Although PCR (polymerase chain reaction) is a common chemical reaction used to amplify DNA in labs on the ground, it had never been done in space. Standard PCR machines are large, expensive pieces of equipment that can be difficult to use, said Ezequiel Alvarez-Saavedra, co-founder of miniPCR™.
The miniPCR™ machine works the same way as a standard PCR machine, but it is much more compact—small enough to hold in the palm of your hand.
“We wanted to build something that could be used by anyone who wanted to do DNA analysis,” Alvarez-Saavedra said. “So what we’ve done is create a miniPCR™ machine that is very affordable, much more portable, and is easy to use.”
Detecting Epigenetic Marks
Boguraev used the miniPCR™ machine to detect DNA methylation in genes using a technique called “methylation-specific PCR.” For this technique, scientists start by treating a DNA sample with the chemical compound sodium bisulfite. This converts all un-methylated cytosine bases in the DNA into uracil while leaving the methylated cytosine bases unchanged. Uracil is one of the bases that make up RNA by replacing the thymine that is found in DNA.
Next, scientists use PCR to amplify genes in the bisulfite-treated DNA sample. Two separate PCR experiments are done simultaneously—one with primers that would amplify methylated DNA and one with primers that would amplify un-methylated DNA. In this way, scientists can determine whether the sample contained methylated and un-methylated regions of the DNA.

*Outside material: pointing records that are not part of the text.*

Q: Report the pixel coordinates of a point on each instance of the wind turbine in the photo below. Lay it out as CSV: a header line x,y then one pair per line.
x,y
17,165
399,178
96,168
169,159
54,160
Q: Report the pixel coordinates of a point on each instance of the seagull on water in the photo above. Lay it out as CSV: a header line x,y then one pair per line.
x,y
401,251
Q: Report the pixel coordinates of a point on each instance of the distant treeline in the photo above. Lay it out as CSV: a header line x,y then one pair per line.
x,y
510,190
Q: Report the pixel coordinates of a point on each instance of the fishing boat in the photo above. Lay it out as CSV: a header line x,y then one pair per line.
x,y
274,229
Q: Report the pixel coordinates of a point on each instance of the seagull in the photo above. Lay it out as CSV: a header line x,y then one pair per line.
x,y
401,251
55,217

Boguraev’s validation experiment aimed to confirm that both standard PCR and methylation-specific PCR work the same way in space that they do on the ground. To do this, she used zebrafish DNA in different states of methylation.

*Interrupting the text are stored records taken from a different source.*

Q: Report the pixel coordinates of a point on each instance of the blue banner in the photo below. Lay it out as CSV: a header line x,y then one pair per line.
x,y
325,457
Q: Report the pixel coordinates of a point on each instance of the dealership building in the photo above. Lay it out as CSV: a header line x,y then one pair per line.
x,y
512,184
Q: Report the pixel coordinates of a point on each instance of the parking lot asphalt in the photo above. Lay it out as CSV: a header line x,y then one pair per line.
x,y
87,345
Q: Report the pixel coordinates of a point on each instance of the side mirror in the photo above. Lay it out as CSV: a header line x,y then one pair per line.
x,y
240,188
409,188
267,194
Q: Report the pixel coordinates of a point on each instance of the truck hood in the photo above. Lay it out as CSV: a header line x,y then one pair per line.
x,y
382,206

To test methylation-specific PCR, the zebrafish DNA was bisulfite-treated on the ground and then separated into two samples—one to be sent to the ISS and one kept on the ground. Both the spaceflight and ground samples were run through a miniPCR™ machine using the same protocol.
Boguraev’s samples returned to Earth in May on the Dragon capsule, and analysis of the samples confirmed positive results. This successful proof-of concept experiment not only enables research aimed at improving the health of astronauts in space, it also opens the door for future ISS National Lab experiments that seek to use PCR to improve human health on Earth.

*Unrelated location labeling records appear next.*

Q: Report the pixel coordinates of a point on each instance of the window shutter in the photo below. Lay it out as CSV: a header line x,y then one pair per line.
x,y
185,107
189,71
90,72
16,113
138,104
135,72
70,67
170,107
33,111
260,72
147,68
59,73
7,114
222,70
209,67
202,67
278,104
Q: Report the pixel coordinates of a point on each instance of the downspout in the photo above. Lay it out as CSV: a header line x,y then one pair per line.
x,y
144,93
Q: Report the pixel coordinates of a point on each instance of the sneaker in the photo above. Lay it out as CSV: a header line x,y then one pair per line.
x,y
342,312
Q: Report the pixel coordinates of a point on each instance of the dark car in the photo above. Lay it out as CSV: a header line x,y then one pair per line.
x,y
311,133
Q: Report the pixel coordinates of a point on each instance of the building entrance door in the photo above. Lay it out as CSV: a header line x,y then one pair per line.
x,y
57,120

Although Boguraev’s samples are back on the ground, the miniPCR™ machine will stay on the ISS as part of the Boeing Science Enrichment and Engagement Kit for future ISS National Lab research and Genes in Space™ student projects.
“The Genes in Space™ program provides a unique opportunity for students to design an experiment for a laboratory unlike any on Earth,” Copeland said. This year, the Genes in Space™ contest received more than 300 applications submitted by more than 1,000 students (some students work in teams). The hope is that the program will continue to expand and reach more students each year.
The idea behind the Genes in Space™ program is to get students excited about science and to get them to start thinking like researchers,” said Alvarez-Saavedra. “What we’ve seen so far is that combining biology and space ignites the imagination of students—teachers have told us they have never seen their students so excited about science, and that’s exactly what our goal was.”
“The idea behind the Genes in Space™ program is to get students excited about science and to get them to start thinking like researchers,” said Alvarez-Saavedra. “What we’ve seen so far is that combining biology and space ignites the imagination of students—teachers have told us they have never seen their students so excited about science, and that’s exactly what our goal was.”